R&D at Mercedes-Benz Tech Innovation

Multimodal AI Fusion, Spatial Computing, and In-Vehicle XR

Note: More information will be out once the paper is published at the target venue.

Multimodal AI Fusion for Outside-the-Vehicle Referencing (OVR) using XR Inside the Moving Vehicle

Role: XR Researcher (Master Thesis)
Organization: Mercedes-Benz Tech Innovation, Stuttgart, Germany
Keywords: Spatial Computing, Sensor Fusion, Transformers, Digital Twins, Human-Computer Interaction

TL;DR: I engineered a real-time multimodal XR pipeline fusing user gaze and speech to solve the Outside-the-Vehicle Referencing (OVR) problem.
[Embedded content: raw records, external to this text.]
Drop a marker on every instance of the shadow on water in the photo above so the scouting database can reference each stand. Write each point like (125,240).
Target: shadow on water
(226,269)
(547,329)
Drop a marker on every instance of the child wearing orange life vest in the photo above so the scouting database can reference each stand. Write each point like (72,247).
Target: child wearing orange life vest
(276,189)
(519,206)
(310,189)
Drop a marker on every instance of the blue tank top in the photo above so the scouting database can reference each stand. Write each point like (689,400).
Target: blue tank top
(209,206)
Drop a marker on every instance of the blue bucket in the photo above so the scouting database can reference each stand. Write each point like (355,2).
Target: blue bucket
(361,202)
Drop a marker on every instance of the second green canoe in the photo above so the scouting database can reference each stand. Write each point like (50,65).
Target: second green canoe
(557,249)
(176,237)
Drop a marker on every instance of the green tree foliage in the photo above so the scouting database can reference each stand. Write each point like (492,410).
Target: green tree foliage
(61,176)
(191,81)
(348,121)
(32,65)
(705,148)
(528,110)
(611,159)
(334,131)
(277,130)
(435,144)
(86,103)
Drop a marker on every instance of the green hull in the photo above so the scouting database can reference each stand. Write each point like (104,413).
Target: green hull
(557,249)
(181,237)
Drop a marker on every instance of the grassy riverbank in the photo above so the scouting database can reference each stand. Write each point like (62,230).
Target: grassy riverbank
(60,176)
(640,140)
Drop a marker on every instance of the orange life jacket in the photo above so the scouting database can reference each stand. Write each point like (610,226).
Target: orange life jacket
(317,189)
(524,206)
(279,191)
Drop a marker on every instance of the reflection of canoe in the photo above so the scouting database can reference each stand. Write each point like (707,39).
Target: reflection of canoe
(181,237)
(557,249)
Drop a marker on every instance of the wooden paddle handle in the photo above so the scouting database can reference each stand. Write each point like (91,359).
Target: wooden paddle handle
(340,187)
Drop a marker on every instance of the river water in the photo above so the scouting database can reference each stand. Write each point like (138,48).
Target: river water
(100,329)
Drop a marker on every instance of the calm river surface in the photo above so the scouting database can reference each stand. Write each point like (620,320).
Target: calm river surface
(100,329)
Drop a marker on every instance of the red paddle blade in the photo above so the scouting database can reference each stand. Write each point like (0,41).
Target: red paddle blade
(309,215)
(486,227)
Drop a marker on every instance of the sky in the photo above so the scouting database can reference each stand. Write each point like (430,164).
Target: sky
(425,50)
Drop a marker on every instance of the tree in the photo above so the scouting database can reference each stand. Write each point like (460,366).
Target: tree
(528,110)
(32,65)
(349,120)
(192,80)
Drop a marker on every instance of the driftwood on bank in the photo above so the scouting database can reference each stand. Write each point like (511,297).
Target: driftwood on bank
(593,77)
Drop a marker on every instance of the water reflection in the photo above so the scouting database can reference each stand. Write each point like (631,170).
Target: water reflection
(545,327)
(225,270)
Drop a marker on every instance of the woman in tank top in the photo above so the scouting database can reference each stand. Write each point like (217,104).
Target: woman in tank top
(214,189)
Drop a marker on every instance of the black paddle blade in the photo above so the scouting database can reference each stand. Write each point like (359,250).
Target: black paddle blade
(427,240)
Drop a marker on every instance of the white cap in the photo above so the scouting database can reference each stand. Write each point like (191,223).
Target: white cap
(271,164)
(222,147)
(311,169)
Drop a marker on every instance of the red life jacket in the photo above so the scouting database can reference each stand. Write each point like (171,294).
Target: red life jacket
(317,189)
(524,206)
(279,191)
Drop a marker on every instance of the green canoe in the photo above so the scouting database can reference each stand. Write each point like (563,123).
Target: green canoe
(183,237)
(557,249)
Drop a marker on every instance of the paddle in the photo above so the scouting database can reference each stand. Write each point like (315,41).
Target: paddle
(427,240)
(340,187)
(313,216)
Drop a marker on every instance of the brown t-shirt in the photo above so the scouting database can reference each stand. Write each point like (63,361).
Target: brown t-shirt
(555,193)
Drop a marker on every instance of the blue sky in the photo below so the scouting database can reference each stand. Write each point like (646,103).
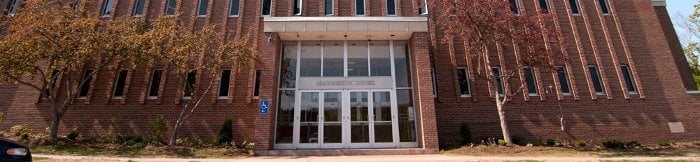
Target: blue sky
(680,7)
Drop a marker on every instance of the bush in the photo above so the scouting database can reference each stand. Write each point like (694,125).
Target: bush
(615,144)
(73,134)
(17,130)
(225,133)
(158,129)
(466,133)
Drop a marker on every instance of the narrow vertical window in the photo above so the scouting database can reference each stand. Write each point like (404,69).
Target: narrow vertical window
(12,7)
(423,10)
(531,81)
(496,71)
(574,7)
(328,8)
(233,10)
(225,83)
(85,83)
(138,7)
(544,7)
(629,79)
(155,84)
(604,6)
(563,80)
(514,6)
(463,77)
(170,7)
(107,8)
(595,77)
(120,84)
(266,7)
(360,7)
(391,7)
(256,91)
(202,9)
(189,83)
(297,7)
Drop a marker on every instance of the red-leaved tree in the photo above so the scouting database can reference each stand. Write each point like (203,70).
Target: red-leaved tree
(490,30)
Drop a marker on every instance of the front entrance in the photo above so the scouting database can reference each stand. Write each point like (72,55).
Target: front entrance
(346,119)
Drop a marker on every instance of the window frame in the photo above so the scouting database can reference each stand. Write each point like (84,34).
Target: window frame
(199,8)
(465,71)
(118,80)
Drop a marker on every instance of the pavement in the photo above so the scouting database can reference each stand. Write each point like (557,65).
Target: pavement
(373,158)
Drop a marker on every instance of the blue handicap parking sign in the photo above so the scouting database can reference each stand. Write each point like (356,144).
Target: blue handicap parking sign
(264,106)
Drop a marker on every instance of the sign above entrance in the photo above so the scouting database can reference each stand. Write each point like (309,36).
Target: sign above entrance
(337,83)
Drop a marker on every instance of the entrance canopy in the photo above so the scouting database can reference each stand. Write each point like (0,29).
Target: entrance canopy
(345,28)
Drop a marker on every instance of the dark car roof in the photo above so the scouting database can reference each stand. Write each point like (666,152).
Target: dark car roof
(12,142)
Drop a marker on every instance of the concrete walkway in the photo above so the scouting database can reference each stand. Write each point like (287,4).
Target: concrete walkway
(386,158)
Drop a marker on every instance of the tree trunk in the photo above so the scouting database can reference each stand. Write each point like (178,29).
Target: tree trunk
(53,129)
(502,117)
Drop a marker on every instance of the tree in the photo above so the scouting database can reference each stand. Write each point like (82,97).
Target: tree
(51,39)
(187,53)
(488,29)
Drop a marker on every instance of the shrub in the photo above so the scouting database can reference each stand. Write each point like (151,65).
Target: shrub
(615,144)
(466,133)
(73,134)
(19,129)
(158,129)
(225,133)
(667,143)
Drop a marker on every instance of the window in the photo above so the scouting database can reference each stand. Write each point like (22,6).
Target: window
(604,7)
(170,7)
(360,7)
(423,10)
(266,7)
(531,81)
(574,7)
(233,10)
(225,83)
(629,79)
(189,83)
(514,6)
(155,84)
(496,71)
(463,77)
(120,84)
(12,7)
(597,82)
(202,9)
(544,7)
(328,9)
(391,7)
(85,84)
(138,7)
(297,7)
(563,80)
(107,8)
(256,91)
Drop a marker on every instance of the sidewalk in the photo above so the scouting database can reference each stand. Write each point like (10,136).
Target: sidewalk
(386,158)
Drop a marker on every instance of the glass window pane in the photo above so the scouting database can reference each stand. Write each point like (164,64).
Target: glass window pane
(357,58)
(285,118)
(288,67)
(380,58)
(407,115)
(402,64)
(333,59)
(310,59)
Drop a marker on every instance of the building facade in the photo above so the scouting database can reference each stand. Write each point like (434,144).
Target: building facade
(367,74)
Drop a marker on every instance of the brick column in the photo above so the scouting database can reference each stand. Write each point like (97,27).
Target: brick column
(423,90)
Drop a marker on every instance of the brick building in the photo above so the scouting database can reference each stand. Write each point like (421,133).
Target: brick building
(341,74)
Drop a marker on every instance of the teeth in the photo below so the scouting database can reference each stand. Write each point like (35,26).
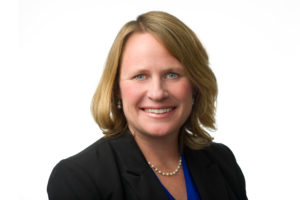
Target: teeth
(158,111)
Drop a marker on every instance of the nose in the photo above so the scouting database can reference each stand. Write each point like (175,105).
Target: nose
(157,90)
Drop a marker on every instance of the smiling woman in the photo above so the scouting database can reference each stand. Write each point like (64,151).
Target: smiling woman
(154,102)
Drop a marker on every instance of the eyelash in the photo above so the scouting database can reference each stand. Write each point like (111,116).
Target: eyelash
(173,74)
(142,76)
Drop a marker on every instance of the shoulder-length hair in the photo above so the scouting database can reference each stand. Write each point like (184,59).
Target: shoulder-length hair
(184,45)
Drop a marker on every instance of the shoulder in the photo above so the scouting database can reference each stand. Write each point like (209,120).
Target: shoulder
(80,176)
(223,157)
(220,153)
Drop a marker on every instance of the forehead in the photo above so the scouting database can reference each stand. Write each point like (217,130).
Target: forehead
(143,49)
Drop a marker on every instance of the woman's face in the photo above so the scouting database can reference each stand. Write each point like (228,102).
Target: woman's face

By architecting a custom Transformer-based fusion network and pioneering a synchronized moving-car data pipeline, the system achieved state-of-the-art accuracy, earning endorsement from Mercedes-Benz for future production R&D.

The Challenge: Contextual Referencing in Dynamic Environments

Traditional Extended Reality (XR) systems rely heavily on static environments or explicit pointing mechanisms (e.g., ray-casting via controllers). However, inside a moving vehicle, high-speed ego-motion and the cognitive load of passengers render explicit pointing unnatural.

Meanwhile, using XR headsets for passengers has proved to be effective and useful, helping passengers gain information about physical buildings acting as their points of interest (POI). However, the core issue is that there is no robust way to accurately estimate a passenger’s target POI in motion—a challenge known as Outside-the-Vehicle Referencing (OVR).

The objective was to design a frictionless, real-time spatial interaction paradigm: allowing passengers to simply look at a building out the window, ask a natural language question (e.g., “When was that church built?”), and receive an accurate, context-aware response.

Results & Impact

By exploiting the natural redundancy of human gaze and aligning it with semantic context, the final architecture represents a significant leap forward in automotive spatial computing.

  • Performance: Achieved highly robust Rank-1 Accuracy and F1-Scores, outperforming existing state-of-the-art baselines by over 10% in dynamic, in-vehicle contexts.
  • Industry Validation: The methodology and spatial fusion framework were validated by Mercedes-Benz management as a highly viable candidate for integration into future production R&D pipelines.

Tools & Technologies: PyTorch, Transformers, LLMs, Unity3D, Python, GNSS/INS Telemetry, Sensor Fusion.